The Second-Ever Leader In Frisco's History Is About To Start, As Manager Of Nearly 35 Years Retires

Wes Pierson's first day as Frisco city manager is scheduled to be Aug. 2.  

Following a nationwide search, Wes was the chosen leader to succeed Frisco's first (and only) city manager, George Purefoy, who retired on June 30 after nearly 35 years of service. In the interim, Henry Hill, deputy city manager, is acting as city manager.

“Frisco is a phenomenal city. I’m going to start by being focused on learning from our people and understanding how our culture works," says Wes. "Frisco is already extremely well managed. But I’m prepared to provide a new perspective and balance it with the city’s strong foundation to then prepare Frisco for its future as a world-class city."

He says his personal impressions of Frisco are that "it's the special place where people want to be." Having lived in Texas since 2009, he says he and his family previously visited relatives who live in Frisco. As coach of his daughter's basketball team, he adds that the team played at FieldHouseUSA Frisco. 

Wes has more than 13 years of city management experience, including the last seven years as city manager in the Town of Addison.
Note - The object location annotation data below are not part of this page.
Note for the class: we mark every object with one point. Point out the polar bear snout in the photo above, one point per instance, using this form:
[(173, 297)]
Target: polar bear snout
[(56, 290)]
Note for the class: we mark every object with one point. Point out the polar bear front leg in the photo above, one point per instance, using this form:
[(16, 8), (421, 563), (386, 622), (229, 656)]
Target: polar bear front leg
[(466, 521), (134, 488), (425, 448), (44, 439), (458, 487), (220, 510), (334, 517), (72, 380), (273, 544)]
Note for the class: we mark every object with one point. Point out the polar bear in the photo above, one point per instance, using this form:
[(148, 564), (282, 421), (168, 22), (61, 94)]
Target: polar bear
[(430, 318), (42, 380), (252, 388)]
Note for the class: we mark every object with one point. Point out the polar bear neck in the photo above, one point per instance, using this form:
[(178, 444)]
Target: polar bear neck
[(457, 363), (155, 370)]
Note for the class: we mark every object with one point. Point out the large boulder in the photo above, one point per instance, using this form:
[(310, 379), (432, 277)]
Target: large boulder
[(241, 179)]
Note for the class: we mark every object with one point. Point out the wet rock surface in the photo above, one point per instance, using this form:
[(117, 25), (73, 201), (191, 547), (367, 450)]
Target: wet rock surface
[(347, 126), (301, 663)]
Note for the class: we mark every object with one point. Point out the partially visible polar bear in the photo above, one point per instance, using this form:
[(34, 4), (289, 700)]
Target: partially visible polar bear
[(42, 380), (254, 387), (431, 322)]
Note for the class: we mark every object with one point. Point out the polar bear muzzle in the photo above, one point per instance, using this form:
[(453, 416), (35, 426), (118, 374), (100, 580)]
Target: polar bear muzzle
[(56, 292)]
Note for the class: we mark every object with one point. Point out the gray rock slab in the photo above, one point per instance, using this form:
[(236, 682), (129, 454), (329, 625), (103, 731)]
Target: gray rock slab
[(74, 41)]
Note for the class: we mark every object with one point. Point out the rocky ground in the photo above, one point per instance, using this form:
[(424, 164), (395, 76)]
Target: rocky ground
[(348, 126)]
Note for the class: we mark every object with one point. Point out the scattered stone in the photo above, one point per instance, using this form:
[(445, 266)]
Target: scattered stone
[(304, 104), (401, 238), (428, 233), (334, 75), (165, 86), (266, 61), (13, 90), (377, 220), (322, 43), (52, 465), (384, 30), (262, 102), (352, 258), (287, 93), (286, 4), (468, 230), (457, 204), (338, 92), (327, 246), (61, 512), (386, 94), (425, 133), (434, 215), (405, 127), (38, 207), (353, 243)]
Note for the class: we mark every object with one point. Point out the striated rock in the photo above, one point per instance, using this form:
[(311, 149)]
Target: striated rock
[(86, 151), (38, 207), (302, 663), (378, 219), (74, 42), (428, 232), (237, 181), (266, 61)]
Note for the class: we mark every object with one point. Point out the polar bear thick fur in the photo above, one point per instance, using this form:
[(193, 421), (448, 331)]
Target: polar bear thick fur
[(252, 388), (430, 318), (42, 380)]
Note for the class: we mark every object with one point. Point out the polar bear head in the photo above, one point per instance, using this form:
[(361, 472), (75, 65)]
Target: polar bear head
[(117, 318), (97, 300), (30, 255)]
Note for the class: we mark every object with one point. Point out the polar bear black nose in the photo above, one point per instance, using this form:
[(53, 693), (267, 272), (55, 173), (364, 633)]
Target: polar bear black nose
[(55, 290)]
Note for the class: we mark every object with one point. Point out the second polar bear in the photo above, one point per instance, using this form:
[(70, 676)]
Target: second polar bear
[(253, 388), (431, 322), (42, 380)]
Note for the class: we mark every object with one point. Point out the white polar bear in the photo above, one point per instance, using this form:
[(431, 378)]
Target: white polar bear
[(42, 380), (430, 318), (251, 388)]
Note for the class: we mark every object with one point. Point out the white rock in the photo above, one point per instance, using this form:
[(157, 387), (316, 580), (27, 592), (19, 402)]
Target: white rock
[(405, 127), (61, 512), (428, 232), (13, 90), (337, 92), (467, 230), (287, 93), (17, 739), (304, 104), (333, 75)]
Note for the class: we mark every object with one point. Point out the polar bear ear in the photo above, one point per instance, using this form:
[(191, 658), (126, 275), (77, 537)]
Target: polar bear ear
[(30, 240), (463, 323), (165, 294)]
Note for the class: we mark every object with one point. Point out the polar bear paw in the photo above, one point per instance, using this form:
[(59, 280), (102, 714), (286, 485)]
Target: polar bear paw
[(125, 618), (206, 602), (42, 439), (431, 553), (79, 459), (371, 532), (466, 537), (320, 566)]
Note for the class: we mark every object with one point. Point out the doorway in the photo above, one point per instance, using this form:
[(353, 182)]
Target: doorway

He also served the cities of Corpus Christi and Allen, Texas.  

Addison's organizational and strategic approach is grounded in always caring first about its people and customers, he says, while delivering high levels of service in kind and results-oriented ways. "I get the sense that Frisco's core principles are similar."

Wes surmises his predecessor, George, summarizes it best:  "Frisco is amazing due to the people who drove the city's financial investments, which brought big dividends. Those wise investments netted clear results."
 
The candidate pool included 55 applicants, from 17 states, before being narrowed to four finalists. The selection process was facilitated by Pennsylvania-based Affion Public. Finalists toured the city, met with city department directors, the current city manager and community stakeholders. The final candidates engaged in two rounds of in-person interviews with city council members, which included sharing a presentation about their vision for Frisco’s future.
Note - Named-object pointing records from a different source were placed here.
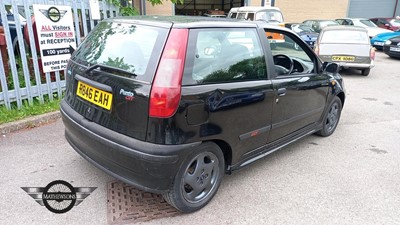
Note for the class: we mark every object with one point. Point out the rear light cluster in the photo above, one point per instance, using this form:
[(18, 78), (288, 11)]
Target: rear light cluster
[(372, 53), (166, 89)]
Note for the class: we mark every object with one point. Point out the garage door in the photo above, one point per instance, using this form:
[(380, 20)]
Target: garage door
[(372, 8)]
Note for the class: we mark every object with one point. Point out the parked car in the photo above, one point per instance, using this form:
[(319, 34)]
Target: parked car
[(372, 29), (318, 25), (265, 13), (379, 40), (349, 46), (171, 104), (305, 32), (387, 23), (392, 47)]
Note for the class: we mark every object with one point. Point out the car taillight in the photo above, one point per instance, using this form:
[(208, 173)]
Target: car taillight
[(372, 53), (166, 89)]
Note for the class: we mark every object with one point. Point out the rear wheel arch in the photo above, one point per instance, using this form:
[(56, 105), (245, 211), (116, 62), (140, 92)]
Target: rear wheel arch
[(227, 152), (341, 97)]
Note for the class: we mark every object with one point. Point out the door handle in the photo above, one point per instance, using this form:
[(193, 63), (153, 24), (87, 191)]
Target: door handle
[(281, 92)]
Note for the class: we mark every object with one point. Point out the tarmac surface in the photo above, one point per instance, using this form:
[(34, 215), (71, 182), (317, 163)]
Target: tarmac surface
[(351, 177)]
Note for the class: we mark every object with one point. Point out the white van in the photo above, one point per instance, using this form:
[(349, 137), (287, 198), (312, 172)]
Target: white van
[(267, 13)]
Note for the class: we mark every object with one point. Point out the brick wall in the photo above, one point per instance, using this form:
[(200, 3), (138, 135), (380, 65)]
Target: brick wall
[(298, 11)]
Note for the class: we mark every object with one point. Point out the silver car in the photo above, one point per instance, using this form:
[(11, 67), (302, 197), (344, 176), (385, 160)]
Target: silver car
[(349, 46)]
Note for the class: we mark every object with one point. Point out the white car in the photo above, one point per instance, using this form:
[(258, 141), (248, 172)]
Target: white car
[(372, 29), (348, 46)]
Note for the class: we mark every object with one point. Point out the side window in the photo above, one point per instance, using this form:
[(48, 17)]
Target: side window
[(223, 55), (290, 55)]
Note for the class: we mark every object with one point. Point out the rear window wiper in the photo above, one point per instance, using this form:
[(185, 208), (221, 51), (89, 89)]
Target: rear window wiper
[(110, 68)]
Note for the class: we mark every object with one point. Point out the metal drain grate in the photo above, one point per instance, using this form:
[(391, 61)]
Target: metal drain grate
[(125, 204)]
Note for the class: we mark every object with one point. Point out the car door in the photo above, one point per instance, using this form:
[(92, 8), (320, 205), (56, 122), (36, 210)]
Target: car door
[(300, 89), (225, 89)]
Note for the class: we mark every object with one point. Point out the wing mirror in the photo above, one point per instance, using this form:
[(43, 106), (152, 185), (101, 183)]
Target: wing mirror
[(331, 68)]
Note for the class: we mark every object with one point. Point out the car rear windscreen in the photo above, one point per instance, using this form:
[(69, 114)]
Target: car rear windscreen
[(345, 36), (124, 46)]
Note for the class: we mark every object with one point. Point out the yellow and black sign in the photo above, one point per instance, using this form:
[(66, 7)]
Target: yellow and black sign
[(343, 58), (94, 95)]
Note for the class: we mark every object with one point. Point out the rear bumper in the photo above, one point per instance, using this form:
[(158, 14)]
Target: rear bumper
[(149, 167)]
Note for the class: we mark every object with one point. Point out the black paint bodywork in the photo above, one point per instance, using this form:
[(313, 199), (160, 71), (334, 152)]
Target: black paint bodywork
[(248, 120)]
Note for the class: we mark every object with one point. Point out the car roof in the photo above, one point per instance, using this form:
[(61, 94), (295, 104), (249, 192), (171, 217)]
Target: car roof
[(253, 8), (353, 18), (320, 20), (344, 27), (192, 22)]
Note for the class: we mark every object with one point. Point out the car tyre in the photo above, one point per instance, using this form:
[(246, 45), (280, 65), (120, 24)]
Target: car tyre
[(365, 72), (331, 118), (198, 179)]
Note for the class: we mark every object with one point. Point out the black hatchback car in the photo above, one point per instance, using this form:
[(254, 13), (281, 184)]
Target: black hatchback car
[(171, 104)]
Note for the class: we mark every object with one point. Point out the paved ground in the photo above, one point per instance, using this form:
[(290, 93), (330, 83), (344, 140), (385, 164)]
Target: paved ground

Frisco Mayor Jeff Cheney says, "We knew this was the biggest decision we would ever make as a council. In fact, we knew it could be one of the most important decisions in the history of Frisco. We promised to find a city manager who aligned with our culture, priorities and vision for the city’s future. We couldn’t be more impressed with the collective caliber of talent and experience in the finalist pool. But we’re confident and unanimous in our support for Wes Pierson stepping into the role of Frisco’s next city manager.”
 
Wes, who is fluent in Spanish, has a master's degree in public administration from George Mason University. He earned a bachelor's degree in international studies at Brigham Young University. He holds a certificate in public finance from Texas Tech University, completed the Leading Educating and Developing Program (LEAD) from University of Virginia, and finished the Public Executive Institute Program at the University of Texas at Austin. He also spent three years as a project manager at the International City/County Management Association in Washington, DC.
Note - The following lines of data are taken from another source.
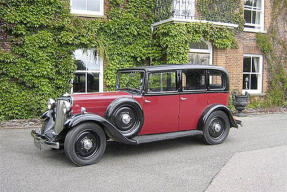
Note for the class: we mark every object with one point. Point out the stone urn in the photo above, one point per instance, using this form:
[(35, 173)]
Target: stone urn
[(240, 102)]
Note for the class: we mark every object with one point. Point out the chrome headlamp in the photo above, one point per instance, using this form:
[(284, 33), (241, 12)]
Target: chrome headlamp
[(51, 103), (67, 107)]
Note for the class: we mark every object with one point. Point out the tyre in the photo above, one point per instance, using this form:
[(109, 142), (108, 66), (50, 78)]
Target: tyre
[(85, 144), (126, 116), (216, 128)]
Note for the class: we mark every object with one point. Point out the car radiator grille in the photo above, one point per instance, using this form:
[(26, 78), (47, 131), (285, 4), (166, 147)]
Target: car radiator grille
[(60, 117)]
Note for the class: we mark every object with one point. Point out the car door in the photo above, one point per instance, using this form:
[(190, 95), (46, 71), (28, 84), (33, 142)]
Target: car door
[(161, 103), (217, 92), (193, 98)]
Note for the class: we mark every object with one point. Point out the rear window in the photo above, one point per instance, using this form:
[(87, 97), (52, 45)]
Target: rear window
[(162, 82), (193, 80), (217, 80)]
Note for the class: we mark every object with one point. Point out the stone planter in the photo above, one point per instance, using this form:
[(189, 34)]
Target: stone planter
[(240, 102)]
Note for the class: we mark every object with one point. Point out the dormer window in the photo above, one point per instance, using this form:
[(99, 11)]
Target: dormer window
[(254, 15), (200, 53)]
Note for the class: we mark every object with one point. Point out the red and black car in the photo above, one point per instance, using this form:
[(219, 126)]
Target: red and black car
[(150, 103)]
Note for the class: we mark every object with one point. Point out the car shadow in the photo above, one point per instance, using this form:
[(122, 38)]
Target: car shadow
[(115, 150), (172, 144)]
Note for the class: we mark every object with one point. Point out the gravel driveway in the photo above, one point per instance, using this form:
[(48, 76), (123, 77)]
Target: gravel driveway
[(177, 165)]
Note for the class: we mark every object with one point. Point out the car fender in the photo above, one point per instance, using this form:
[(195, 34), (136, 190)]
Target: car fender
[(121, 100), (216, 107), (109, 128)]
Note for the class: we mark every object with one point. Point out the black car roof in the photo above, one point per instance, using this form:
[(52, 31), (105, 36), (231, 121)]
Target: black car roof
[(175, 67)]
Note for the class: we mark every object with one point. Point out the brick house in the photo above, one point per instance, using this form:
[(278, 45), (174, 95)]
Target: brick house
[(246, 65)]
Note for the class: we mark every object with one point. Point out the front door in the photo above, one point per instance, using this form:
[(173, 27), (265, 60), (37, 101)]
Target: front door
[(193, 98), (161, 103)]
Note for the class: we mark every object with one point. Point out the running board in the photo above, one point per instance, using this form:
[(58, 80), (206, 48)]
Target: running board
[(165, 136)]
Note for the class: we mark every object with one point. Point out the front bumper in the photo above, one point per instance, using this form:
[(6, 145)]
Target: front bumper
[(42, 142)]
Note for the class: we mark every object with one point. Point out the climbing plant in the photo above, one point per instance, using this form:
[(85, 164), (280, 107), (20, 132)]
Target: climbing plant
[(42, 35), (275, 50), (175, 39)]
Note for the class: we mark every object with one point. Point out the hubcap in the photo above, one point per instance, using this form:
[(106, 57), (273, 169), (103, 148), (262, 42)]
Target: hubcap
[(87, 143), (126, 119), (217, 127)]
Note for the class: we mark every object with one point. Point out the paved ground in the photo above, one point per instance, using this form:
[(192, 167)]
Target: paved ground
[(177, 165)]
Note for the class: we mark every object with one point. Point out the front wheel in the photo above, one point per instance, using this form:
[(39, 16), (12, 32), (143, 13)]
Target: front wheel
[(85, 144), (216, 128)]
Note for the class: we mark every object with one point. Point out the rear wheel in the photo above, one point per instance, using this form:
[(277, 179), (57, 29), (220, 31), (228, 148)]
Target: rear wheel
[(216, 128), (85, 144)]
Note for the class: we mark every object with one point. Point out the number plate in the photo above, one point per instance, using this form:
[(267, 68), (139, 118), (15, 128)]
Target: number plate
[(38, 144)]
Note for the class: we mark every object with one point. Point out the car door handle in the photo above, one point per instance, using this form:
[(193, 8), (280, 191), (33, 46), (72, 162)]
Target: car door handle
[(183, 98)]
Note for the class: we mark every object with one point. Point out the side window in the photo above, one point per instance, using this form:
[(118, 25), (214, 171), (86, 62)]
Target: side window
[(193, 80), (162, 82), (216, 80)]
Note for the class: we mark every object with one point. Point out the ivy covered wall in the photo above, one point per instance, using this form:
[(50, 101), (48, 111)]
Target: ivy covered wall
[(43, 35)]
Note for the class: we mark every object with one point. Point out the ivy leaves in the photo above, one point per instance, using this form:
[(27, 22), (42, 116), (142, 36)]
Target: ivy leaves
[(175, 39)]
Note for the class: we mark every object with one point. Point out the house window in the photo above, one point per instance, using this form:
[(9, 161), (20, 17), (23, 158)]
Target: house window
[(200, 53), (254, 14), (183, 9), (87, 7), (252, 74), (89, 73)]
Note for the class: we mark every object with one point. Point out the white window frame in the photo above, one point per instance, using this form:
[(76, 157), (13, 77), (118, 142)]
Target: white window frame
[(181, 6), (260, 74), (86, 12), (257, 27), (101, 76), (209, 51)]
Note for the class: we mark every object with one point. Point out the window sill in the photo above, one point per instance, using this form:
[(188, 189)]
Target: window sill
[(254, 30), (253, 93), (89, 15)]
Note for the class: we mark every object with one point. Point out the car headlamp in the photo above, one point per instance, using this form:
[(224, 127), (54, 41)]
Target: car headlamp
[(51, 103), (67, 107)]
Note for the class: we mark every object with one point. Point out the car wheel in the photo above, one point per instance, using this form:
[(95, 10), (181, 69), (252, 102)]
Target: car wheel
[(85, 144), (126, 116), (216, 128)]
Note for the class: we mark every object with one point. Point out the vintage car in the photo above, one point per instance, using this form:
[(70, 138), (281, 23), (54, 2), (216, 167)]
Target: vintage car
[(151, 103)]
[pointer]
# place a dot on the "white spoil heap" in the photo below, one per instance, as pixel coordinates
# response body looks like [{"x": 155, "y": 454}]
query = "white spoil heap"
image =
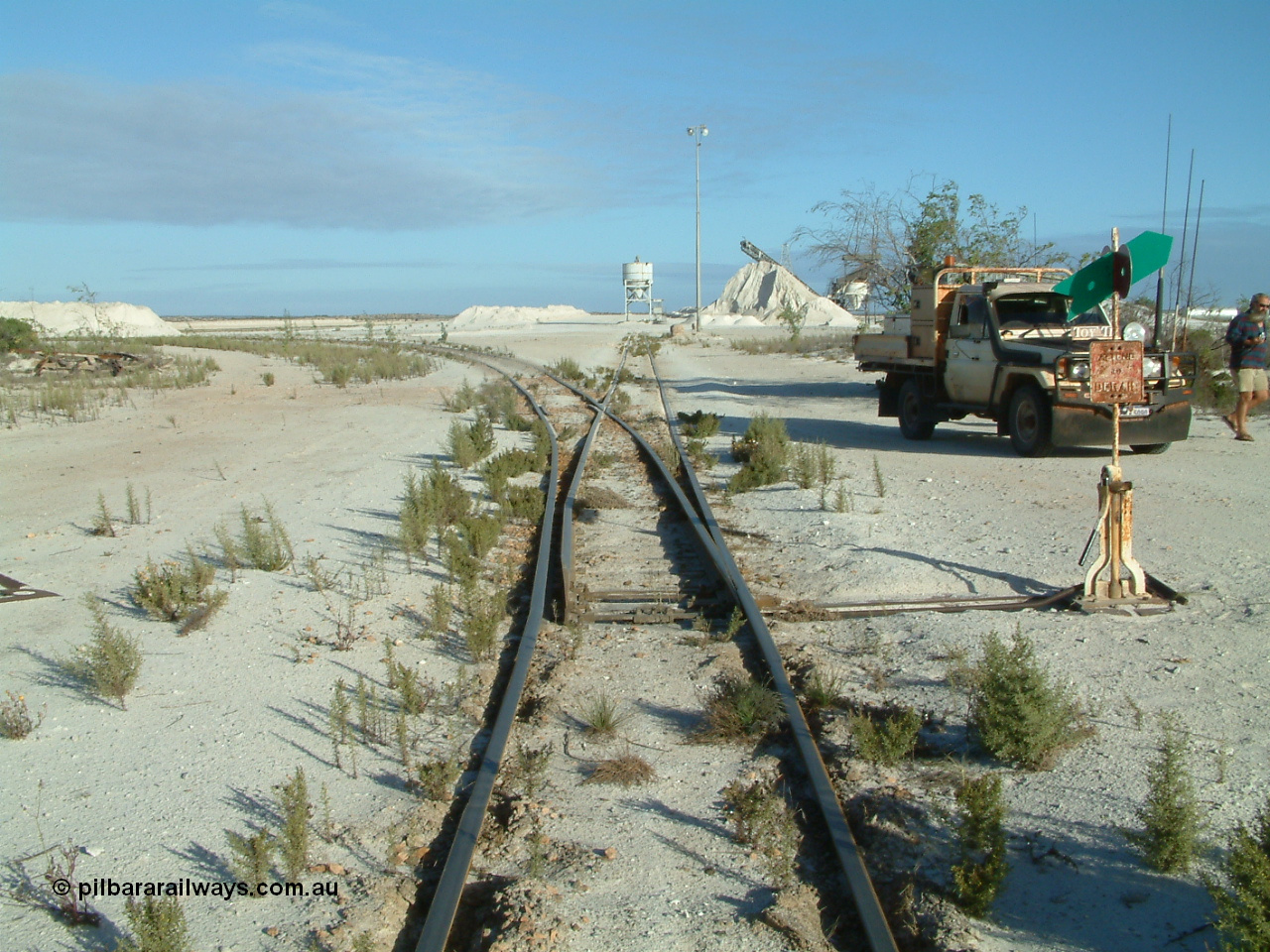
[{"x": 761, "y": 291}]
Among his most recent credits are developing long-range strategic plans for economic development, transportation, parks and recreation, trails, open space and streetscape beautification; creating comprehensive asset management plans and long-range financial planning models to prioritize investments in infrastructure; leading reviews of development-related regulations and policies to transition a ‘growth’ community to one of redevelopment/renewal; and achieving AAA bond ratings from both Standard & Poor’s and Moody’s, an elite accomplishment by 11 Texas cities, including Frisco.


 

Frisco’s contract to Wes:  $285,000 starting salary; annual merit increases in line with percentage raises for city employees; performance bonus not to exceed $12,000 in any fiscal year; an annual car allowance; 7% participation in retirement system; 32 personal leave days per year; two weeks vacation; $15,000 in moving assistance.